Stromspeicher für den Kompost
Biologisch abbaubarer Superkondensator aus dem 3D-Drucker.
Die Anzahl der Daten sendenden Mikrogeräte, etwa bei Verpackungen und Transportlogistik, wird in Zukunft stark zunehmen. All diese Geräte brauchen Energie, doch die dafür notwendige Menge an Batterien würde die Umwelt enorm belasten. Forscher von der schweizerischen Materialforschungsanstalt Empa haben einen kompostierbaren Mini-Kondensator entwickelt, der das Problem lösen kann. Er besteht lediglich aus Kohlenstoff, Zellulose, Glycerin und Kochsalz – und er funktioniert zuverlässig.
Die Fabrikationsanlage für die Batterie-Revolution sieht recht harmlos aus: Es ist ein modifizierter, handelsüblicher 3D-Drucker, der in einem Raum im Empa Laborgebäude steht. Die eigentliche Innovation liegt im Rezept für die gelatinösen Tinten, die dieser Drucker auf eine Oberfläche spritzen kann. Die Mixtur, um die es dabei geht, besteht aus Zellulose-Nanofasern und Zellulose-Nanokristalliten, dazu kommt Kohlenstoff in Form von Ruß, Graphit und Aktivkohle. Um all dies zu verflüssigen, benutzen die Forscher Glycerin, Wasser und zwei verschiedene Sorten Alkohol. Dazu eine Prise Kochsalz für die ionische Leitfähigkeit. Um aus diesen Zutaten einen funktionierenden Superkondensator zu bauen, braucht es vier Schichten, die alle nacheinander aus dem 3D-Drucker fließen: eine flexible Folie, eine stromleitende Schicht, dann die Elektrode und zum Schluss der Elektrolyt. Das Ganze wird dann wie ein Sandwich zusammengefaltet, mit dem Elektrolyten in der Mitte.

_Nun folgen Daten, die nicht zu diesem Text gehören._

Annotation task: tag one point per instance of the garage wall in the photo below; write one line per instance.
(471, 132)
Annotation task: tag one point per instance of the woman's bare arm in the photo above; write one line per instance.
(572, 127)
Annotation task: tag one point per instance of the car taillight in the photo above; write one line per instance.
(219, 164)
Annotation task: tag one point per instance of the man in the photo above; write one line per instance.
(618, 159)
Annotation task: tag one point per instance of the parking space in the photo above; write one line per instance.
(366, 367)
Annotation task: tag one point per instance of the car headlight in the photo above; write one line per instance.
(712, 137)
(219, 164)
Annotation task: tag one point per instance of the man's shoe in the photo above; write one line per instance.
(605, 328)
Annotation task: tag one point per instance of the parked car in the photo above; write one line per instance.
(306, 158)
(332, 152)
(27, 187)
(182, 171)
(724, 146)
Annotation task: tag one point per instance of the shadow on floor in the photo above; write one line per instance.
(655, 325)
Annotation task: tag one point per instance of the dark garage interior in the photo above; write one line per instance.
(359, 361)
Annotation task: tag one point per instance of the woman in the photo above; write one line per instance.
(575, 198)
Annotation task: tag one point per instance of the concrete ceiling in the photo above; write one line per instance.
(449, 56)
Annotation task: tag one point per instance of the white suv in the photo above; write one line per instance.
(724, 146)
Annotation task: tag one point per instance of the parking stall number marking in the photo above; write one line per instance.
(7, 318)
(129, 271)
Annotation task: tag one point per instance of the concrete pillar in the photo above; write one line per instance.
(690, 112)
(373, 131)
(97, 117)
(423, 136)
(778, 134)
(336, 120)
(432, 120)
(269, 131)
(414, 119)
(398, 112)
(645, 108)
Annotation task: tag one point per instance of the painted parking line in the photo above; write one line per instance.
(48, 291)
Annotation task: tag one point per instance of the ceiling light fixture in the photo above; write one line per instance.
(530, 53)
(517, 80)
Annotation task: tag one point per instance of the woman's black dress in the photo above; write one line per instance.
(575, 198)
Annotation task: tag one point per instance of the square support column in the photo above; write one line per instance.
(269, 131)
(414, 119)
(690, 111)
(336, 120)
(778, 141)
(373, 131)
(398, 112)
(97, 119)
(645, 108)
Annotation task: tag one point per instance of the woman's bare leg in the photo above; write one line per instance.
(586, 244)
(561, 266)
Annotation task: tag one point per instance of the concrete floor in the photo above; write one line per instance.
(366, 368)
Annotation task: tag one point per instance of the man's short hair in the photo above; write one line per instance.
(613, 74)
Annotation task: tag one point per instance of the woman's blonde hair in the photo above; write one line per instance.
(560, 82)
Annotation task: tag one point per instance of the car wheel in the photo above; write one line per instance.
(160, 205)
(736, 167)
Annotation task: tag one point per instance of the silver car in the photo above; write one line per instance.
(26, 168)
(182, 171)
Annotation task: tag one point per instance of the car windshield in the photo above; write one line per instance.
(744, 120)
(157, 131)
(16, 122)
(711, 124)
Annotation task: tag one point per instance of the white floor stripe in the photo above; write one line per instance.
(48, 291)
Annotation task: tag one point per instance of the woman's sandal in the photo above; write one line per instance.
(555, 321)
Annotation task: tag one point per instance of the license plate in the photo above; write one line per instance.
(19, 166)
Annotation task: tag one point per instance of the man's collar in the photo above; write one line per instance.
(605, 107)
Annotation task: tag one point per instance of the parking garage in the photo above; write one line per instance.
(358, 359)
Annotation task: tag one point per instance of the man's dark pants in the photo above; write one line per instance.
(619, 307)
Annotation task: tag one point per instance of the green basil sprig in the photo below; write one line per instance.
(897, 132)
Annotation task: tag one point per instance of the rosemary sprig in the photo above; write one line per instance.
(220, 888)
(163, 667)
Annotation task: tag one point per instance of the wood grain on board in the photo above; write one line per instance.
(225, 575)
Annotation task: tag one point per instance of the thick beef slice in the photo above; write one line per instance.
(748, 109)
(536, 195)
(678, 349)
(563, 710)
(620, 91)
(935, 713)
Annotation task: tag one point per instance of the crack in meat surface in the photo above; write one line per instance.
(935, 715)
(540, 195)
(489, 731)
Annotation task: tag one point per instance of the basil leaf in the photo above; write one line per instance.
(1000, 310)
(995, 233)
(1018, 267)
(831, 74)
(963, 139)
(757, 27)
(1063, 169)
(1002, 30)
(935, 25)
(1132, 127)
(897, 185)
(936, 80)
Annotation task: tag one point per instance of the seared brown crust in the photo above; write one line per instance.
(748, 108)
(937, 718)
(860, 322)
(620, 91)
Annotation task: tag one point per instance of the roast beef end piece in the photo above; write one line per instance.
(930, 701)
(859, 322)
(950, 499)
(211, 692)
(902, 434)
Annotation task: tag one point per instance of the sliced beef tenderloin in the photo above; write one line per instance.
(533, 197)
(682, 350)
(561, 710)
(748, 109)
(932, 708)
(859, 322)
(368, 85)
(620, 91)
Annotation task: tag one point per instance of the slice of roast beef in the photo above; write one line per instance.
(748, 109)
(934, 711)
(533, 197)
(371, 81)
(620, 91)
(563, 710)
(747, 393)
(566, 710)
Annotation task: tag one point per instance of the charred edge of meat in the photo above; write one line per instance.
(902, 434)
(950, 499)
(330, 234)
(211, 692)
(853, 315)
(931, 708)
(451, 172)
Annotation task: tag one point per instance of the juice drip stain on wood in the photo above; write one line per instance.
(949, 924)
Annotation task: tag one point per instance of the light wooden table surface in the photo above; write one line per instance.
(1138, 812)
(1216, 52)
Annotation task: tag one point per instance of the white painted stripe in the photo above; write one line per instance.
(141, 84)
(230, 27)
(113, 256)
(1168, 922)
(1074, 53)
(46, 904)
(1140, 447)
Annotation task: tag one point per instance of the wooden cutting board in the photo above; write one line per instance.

Der Mini-Kondensator kann über Stunden Strom speichern und schon jetzt eine kleine Digitaluhr antreiben. Er übersteht tausende Lade- und Entladezyklen und voraussichtlich auch jahrelange Lagerung, selbst bei frostigen Temperaturen. Außerdem ist der Kondensator ist resistent gegen Druck und Erschütterung. Wenn man ihn nicht mehr braucht, kann man ihn in den Kompost werfen oder einfach in der Natur zurücklassen. Nach zwei Monaten ist der Kondensator in seine Bestandteile zerfallen, nur ein paar sichtbare Kohlepartikel bleiben von ihm übrig.
„Das klingt recht einfach, das war es aber ganz und gar nicht“, sagt Xavier Aeby von der Empa-Abteilung „Cellulose & Wood Materials“. Lange Versuchsreihen seien nötig gewesen, bis alle Parameter stimmten, bis alle Komponenten zuverlässig aus dem Drucker flossen und der Kondensator schließlich funktionierte. „Als Forscher wollen wir ja nicht nur herumprobieren, sondern auch verstehen, was im Inneren unserer Materialien geschieht“, sagt Aeby. Gemeinsam mit seinem Chef Gustav Nyström hat er das Konzept des bioabbaubaren Stromspeichers entwickelt und umgesetzt. „Das Projekt eines kompostierbaren Stromspeichers lag mir schon lange am Herzen“, so Nyström.
Der Superkondensator könnte bald zu einem Schlüsselbaustein für das Internet der Dinge werden, erwarten Nyström und Aeby. „In Zukunft könnte man solche Kondensatoren etwa mit Hilfe eines elektromagnetischen Feldes kurz aufladen, dann würden sie über Stunden Strom für einen Sensor oder Mikrosender liefern.“ So könnte man zum Beispiel den Inhalt einzelner Pakete während des Versandwegs überprüfen. Auch die Stromversorgung von Sensoren im Umwelt-Monitoring oder in der Landwirtschaft ist denkbar – man muss diese Batterien nicht wieder einsammeln, sondern könnte sie nach verrichteter Arbeit einfach in der Natur belassen.
Zur wachsenden Zahl elektronischer Kleinstgeräte wird auch die patientennahe Labordiagnostik beitragen, die derzeit boomt. Kleine Testgeräte für den Einsatz am Krankenbett oder Selbsttestgeräte für Diabetiker zählen etwa dazu. Auch für solche Anwendungen könnte sich der kompostierbare Zellulose-Kondensator gut eignen, ist Gustav Nyström überzeugt.